Manila (AsiaNews) - A journalist known for her investigations into corruption in China, an environmental activist and a Pakistani Foundation working for the rights of women are among the winners of the annual edition of the Magsaysay Award, one of the continent's most important and often referred to as the "Nobel Prize of Asia".
The award is named in memory of former Philippine President Ramon Magsaysay and since 1957 is awarded to those who "through their work have contributed to improving the society in which they live". Other recipients include the director of the National Museum of Afghanistan, an Indonesian anthropologist and a Filipino teacher. The names were announced yesterday.
The first Chinese to be awarded is Hu Shuli, 61, founder and editor of Caijing: the magazine, specializing in economic issues, has become known throughout the country for in-depth reports and investigations on members of the Party. According to the Foundation, which awards the prize, "her reports on illegal trading, government cover-up of the true extent of the 2003 Sars epidemic, and corporate fraud led to the ousting of high public officials, prosecution of business leaders, and stock market reforms".

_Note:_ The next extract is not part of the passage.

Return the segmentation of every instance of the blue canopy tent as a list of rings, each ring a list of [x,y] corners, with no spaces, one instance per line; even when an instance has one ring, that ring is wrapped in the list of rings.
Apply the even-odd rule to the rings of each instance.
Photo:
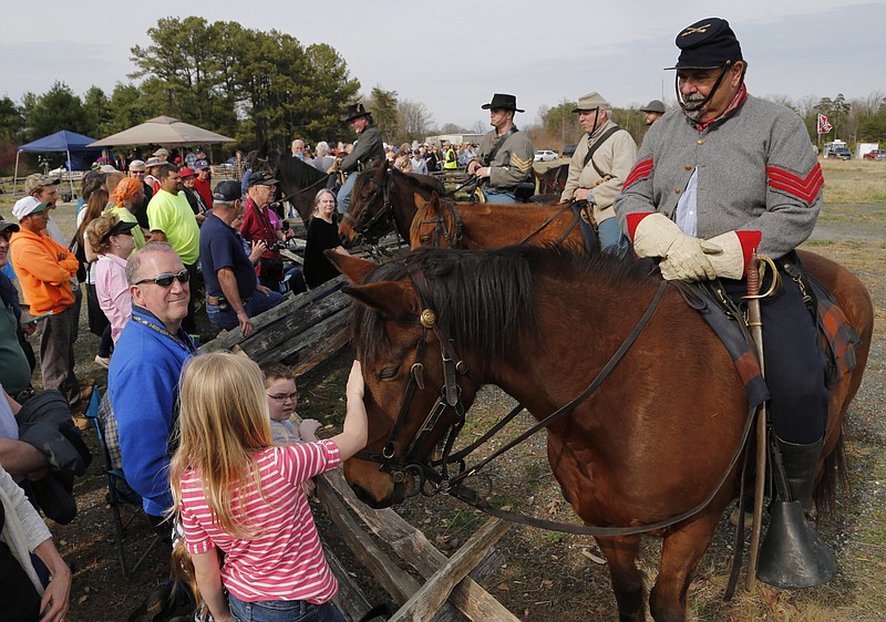
[[[16,183],[19,179],[19,155],[22,153],[64,153],[68,156],[65,162],[68,163],[69,172],[75,169],[85,170],[89,169],[90,164],[92,164],[92,162],[94,162],[102,153],[101,148],[96,149],[95,147],[86,146],[94,142],[95,138],[90,138],[89,136],[83,136],[82,134],[62,129],[55,134],[43,136],[33,143],[28,143],[27,145],[20,146],[18,153],[16,154],[16,173],[12,178],[12,188],[16,188]],[[71,196],[73,196],[75,194],[74,182],[70,178],[70,176],[69,182],[71,184]]]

The second Chinese winner is Wang Canfa, 55, founder of the Center for Legal Assistance to Pollution Victims. His structure has handled thousands of cases related to environmental protection and has won several times in court even against large corporations. In the explanatory memorandum accompanying his victory, the Foundation cites Wang: " As long as we persist, the goal of establishing Chinese environmental rule of law will be achieved someday."

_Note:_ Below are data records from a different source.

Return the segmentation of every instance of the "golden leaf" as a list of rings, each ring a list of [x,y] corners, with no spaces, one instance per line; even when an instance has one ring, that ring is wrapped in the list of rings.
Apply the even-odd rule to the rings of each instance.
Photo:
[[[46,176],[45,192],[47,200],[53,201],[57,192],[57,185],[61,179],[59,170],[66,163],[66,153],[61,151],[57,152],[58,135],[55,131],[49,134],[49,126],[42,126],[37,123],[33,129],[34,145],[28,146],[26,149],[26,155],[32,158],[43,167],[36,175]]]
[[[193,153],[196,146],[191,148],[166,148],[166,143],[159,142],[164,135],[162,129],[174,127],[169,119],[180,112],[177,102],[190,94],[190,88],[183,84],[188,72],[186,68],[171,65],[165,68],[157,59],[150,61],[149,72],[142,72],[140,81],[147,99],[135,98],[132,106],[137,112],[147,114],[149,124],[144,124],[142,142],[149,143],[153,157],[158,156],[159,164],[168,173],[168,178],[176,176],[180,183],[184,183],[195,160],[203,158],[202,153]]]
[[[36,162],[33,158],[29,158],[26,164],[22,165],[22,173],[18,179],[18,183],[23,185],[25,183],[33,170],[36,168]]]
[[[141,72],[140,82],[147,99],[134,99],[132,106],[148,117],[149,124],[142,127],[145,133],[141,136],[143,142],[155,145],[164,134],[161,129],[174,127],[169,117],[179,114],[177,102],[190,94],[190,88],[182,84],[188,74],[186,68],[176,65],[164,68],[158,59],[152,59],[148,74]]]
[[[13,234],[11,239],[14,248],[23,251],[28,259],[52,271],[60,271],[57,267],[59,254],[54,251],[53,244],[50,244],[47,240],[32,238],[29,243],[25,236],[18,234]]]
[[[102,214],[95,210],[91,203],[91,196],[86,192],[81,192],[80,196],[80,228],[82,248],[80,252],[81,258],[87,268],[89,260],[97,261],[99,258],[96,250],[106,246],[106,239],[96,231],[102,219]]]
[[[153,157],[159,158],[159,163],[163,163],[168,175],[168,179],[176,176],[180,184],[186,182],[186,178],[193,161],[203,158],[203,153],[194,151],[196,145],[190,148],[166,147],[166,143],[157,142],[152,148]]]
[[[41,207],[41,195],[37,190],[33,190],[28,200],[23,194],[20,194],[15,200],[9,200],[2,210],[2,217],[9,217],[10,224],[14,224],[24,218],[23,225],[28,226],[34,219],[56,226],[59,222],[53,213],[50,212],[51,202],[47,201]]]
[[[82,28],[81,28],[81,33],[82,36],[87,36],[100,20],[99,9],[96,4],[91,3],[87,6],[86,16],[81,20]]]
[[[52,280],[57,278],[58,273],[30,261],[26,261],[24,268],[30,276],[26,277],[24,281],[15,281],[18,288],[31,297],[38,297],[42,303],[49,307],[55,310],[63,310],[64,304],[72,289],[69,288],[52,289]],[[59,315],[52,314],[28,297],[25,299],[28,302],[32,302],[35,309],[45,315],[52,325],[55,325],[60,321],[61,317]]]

The Foundation of the citizens, founded by a group of Pakistani industrialists, was also awarded. It was honored for "putting up schools that gave equal opportunities to girls in a country where education for women is anathema to some religious extremists".

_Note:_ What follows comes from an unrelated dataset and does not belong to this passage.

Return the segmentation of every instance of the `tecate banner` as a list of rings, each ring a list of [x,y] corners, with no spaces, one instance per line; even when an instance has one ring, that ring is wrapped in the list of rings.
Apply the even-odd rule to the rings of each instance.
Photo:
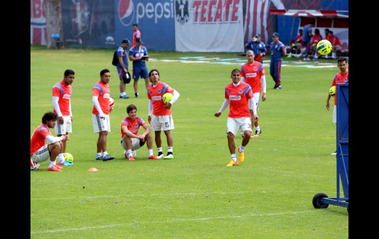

Other recipients include: The Indonesian anthropologist Saur Marlina Manurung, 42, was cited for "her ennobling passion to protect and improve the lives of Indonesia's forest people" through jungle schools put up by her organisation": Omara Khan Masoudi, 66, "was honored for saving some of the museum's most precious objects from the "bombings, looting, and wilful destruction by the Taliban" insurgents of what they considered Afghanistan's non-Muslim heritage": finally Randy halasan, 31, "was recognised for teaching the children of the Matigsalug tribe in one of the remotest mountain villages in the Philippines."